The SII, including neutrophils, platelets, and lymphocytes, is based on three types of immune and inflammatory cells. The SII should be a more objective valid surrogate that reflects the balance between host immune and inflammatory status compared to other systemic immune-inflammation scores. To date, the role of the SII in prognosis has been investigated in patients with hepatocellular carcinoma [25], pancreatic cancer [21], small cell lung cancer [48], gastric cancer [23], classical Hodgkin lymphoma [49], esophageal squamous cell carcinoma [50], and breast cancer [51]. Few studies have investigated the prognostic role of the SII in NSCLC. Yucel and Bilgin evaluated the prognostic role of the SII in EGFR-mutant advanced NSCLC. The results demonstrated that a low SII was significantly correlated with better OS (32.4 vs. 20.4 months; P = 0.005) and PFS (22.4 vs. 13.01 months, P = 0.003) [52]. Yan et al. conducted a meta-analysis that investigated the prognostic role of the SII in NSCLC. A total of 2441 patients were eventually included in their study, and an elevated SII indicated significantly poorer OS (HR = 1.88, P < 0.001) [36]. Furthermore, other findings in the field of immunotherapy [53] suggested that the SII is independently associated with PFS and OS in patients with metastatic NSCLC treated with nivolumab. However, the SII has not been evaluated in the setting of stereotactic radiotherapy for NSCLC patients with BM to date, and our study may help to address this issue. In this study, we compared several immune-inflammation parameters (SII, NLR, and PLR), and our results demonstrate the superiority of the SII for predicting the prognosis in NSCLC patients with BM. In concomitance with other studies, the SII plays a role in major metastatic cancer types, including NSCLC. In particular, patients with high SII were related to shorter OS (median OS 18 vs. 20 months) and PFS (median PFS 9 vs. 11.5 months). The SII maintained its value in univariate and multivariate analyses for clinical outcomes, indicating the status of the host inflammatory and immune status. SII was independently associated with OS (P = 0.035, HR: 1.938, 95% CI: 1.046–3.589) and PFS (P = 0.004, HR: 2.224, 95% CI: 1.298–3.810), and the risk of progression or death was higher, approximately 50%, in the high SII group than in the low SII group.

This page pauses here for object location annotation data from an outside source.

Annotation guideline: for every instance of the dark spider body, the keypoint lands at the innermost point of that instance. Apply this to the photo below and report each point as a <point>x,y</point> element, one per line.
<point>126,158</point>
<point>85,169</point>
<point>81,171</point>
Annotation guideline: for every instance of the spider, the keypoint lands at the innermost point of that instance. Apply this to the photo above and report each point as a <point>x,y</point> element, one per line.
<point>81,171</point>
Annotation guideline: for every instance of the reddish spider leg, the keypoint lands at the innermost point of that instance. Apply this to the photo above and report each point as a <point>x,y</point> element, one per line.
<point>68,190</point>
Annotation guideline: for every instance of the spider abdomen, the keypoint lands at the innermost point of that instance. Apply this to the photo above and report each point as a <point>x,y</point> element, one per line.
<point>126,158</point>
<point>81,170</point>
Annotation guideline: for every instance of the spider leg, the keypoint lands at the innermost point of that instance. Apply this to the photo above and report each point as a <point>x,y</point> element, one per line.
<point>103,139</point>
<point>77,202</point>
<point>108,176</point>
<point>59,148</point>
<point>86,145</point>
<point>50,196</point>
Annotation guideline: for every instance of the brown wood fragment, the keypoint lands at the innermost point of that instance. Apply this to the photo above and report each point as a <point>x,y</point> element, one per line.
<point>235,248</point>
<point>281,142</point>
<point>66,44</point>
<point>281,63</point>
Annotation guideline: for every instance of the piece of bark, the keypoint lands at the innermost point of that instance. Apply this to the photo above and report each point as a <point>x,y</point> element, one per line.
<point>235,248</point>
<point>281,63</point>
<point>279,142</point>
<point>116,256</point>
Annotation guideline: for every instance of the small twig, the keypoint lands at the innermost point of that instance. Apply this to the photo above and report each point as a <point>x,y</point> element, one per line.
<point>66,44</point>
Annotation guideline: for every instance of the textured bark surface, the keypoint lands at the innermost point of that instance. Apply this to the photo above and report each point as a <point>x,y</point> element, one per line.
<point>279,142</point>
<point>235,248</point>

We acknowledge that our study had some limitations, despite its promising results, which may limit interpretation of the findings. First, this was a retrospective single-center analysis of a relatively smaller study population that is subject to selection biases. Second, it is difficult to compare our cutoff points of SII with those of other studies because of heterogeneous differences in individual studies. Third, although this is the first study that evaluated the prognostic value of the SII in NSCLC patients with BM after stereotactic radiotherapy, we lacked external study validation. Further prospective and large-scale studies are needed to validate the results of our study.

5. Conclusion

Taken together, we can draw conclusions regarding the value of the SII on survival based on the results of our study. This is the first study to demonstrate that the SII could represent an independent prognostic factor in NSCLC patients with BM treated with stereotactic radiotherapy.